Writing starts way before you put letters to a page. It involves processes like critical thinking, communication and creativity. Even if writing feels like pulling teeth, you can apply the principles of writing to many facets of your day-to-day life. Here's how.
Show, Don't Tell
Good writers use techniques like description and dialogue to show the reader what characters are thinking and feeling. For example, instead of telling the reader "Jim was sad", a writer might describe how "Jenny saw Jim crying in the bathroom" or how "Jim walked with his shoulders slouched and head bowed" (Sidebar: I am clearly not a professional novelist).
Similarly, when you plan to share an idea, thought or feeling with someone, think about how you can show it to them. For example, if you're about to thank someone, show them your gratitude by writing a letter, or a card, or expressing yourself through a gift, in addition to saying "Thank you."
If you're trying to convince someone of something, even if you can't complete an entire task to express yourself, do a little bit of the work to get started so to make a stronger impression on them. People will take your message more seriously when the evidence is right in front of them.
Simplicity Is Better than Flowery
Put the thesaurus away. Stop looking for synonyms in your word processor. Contrary to what you might think, longer words don't make you sound or look smarter. Author Stephen King writes in his memoir On Writing:
One of the really bad things you can do to your writing is to dress up the vocabulary, looking for long words because you're maybe a little bit ashamed of your short ones. This is like dressing up a household pet in evening clothes. The pet is embarrassed and the person who committed this act of premeditated cuteness should be even more embarrassed.
You've probably read someone's essay before where you cringed or frowned at their excessive language. No matter how well you think you integrate your fancy words into your essay or emails, other people will have similar reactions when you go thesaurus diving.
Keep this in mind as you move through life as well. You'd be more effective communicating your ideas if you present them clearly, one at a time — even for ones that seem more overwhelming, like relationship questions, job interview questions or anything else. You don't need to reinvent the wheel as you approach each problem.
Read a Lot, Learn from Everything
You can learn something from everyone and everything. Sometimes, it's what not to do (and unfortunately, sometimes you're learning those lessons from yourself). Writer and Nobel Prize laureate William Faulkner suggests:
Read, read, read. Read everything — trash, classics, good and bad, and see how they do it. Just like a carpenter who works as an apprentice and studies the master. Read! You'll absorb it.
Read and explore all types of media in order to refine your perspective. This wider range of ideas also exposes your brain, a connection machine, to new nodes and types of information. You'll become more creative.
You can take this advice both literally and figuratively, as it expands beyond books.
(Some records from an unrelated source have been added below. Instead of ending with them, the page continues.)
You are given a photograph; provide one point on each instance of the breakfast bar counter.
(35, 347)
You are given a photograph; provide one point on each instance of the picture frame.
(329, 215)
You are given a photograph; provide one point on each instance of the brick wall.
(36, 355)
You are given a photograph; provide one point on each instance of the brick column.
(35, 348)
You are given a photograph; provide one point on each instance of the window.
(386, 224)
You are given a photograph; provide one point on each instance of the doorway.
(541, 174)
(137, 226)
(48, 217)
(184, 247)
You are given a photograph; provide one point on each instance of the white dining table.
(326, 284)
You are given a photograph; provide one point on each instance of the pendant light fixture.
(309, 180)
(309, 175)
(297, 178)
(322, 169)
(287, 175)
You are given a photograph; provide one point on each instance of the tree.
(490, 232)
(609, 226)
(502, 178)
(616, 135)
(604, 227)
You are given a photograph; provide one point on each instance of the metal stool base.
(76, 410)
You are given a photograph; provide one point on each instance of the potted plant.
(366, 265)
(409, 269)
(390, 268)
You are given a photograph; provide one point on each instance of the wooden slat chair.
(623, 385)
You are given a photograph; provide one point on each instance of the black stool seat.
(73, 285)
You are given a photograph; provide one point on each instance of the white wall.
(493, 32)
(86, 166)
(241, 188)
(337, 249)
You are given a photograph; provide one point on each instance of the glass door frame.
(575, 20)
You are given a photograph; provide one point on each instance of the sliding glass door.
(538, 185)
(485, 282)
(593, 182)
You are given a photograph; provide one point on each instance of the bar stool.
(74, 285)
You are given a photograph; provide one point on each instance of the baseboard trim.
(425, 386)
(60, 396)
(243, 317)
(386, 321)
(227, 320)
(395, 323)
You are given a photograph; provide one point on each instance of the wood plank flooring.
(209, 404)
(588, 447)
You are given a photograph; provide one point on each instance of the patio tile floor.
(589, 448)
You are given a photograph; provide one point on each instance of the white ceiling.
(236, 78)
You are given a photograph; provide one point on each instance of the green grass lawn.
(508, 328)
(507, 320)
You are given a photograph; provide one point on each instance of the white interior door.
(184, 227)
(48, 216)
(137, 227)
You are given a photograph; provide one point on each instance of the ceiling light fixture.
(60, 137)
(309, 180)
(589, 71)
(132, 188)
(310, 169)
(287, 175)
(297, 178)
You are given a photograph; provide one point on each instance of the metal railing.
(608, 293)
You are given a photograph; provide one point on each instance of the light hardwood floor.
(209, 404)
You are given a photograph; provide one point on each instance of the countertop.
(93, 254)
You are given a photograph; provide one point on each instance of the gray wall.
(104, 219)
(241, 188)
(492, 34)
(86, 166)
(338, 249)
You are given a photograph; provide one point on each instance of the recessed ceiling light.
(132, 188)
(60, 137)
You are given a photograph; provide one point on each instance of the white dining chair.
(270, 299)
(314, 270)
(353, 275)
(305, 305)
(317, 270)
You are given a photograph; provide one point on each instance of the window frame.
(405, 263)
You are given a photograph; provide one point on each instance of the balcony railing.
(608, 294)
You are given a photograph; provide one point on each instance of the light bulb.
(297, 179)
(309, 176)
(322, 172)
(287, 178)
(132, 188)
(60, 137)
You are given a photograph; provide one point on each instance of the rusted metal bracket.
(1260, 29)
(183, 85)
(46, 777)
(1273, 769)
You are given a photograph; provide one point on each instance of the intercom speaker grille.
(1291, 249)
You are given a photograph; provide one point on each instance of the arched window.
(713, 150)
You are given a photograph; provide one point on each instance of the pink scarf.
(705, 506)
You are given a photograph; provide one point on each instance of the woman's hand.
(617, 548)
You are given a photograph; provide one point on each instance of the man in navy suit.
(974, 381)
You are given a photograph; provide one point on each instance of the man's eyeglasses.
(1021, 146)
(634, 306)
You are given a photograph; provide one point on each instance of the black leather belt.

Reading is primarily about acquiring information, but you don't just acquire information from books and writing. You can acquire information from the events unfolding in front of you, from conversations, from podcasts and many other sources. So "read" those carefully as well. Don't avoid small talk and light banter. Talk to as many different people as you like. Invest your time and money to seeing the world.
I used to only read cheerful books, and watch fun TV shows and movies. I didn't think it made sense to invest hours of my life into media that would leave me feeling glum. However, sadness, rage and anxiety are all parts of the human experience. The events that cause these feelings could happen in your real life at any time. Experiencing these emotions is crucial to getting a better grasp on joy, peace and excitement.
Focus by Learning What Not to Do
A large part of writing involves learning what not to say, or what to remove instead of what to include. Trying to do everything is futile. Instead, you have to learn which parts of your life are essential, and which ones you don't have to put as much time or energy into. Whenever you say yes to something, you're also implicitly saying no to something else — either in the present or in the future. Make sure that what you're giving up is worth it. Writer and filmmaker Susan Sontag writes in one of her diaries:
There is a great deal that either has to be given up or be taken away from you if you are going to succeed in writing a body of work.
This advice also applies at an individual productivity level — say no to other tasks and focus on one. Author Henry Miller understood the importance of singletasking, and recommends that writers "Work on one thing at a time until finished."
The thought of your team or office reading your work could paralyse you as you draft up an important email or memo. You're a busy person. Break your hesitance by channeling your inner Kurt Vonnegut, who advises: "Write to please just one person. If you open a window and make love to the world, so to speak, your story will get pneumonia." From a writing context, pretend you're writing to your best friend at work (but be sure to clean up anything too honest when you edit).
Show other people your ideas to make stronger impressions. Avoid dressing up your language, and write like how you would talk. Learn from everything and expand your mind. Most importantly, buckle down and focus to get more important things done.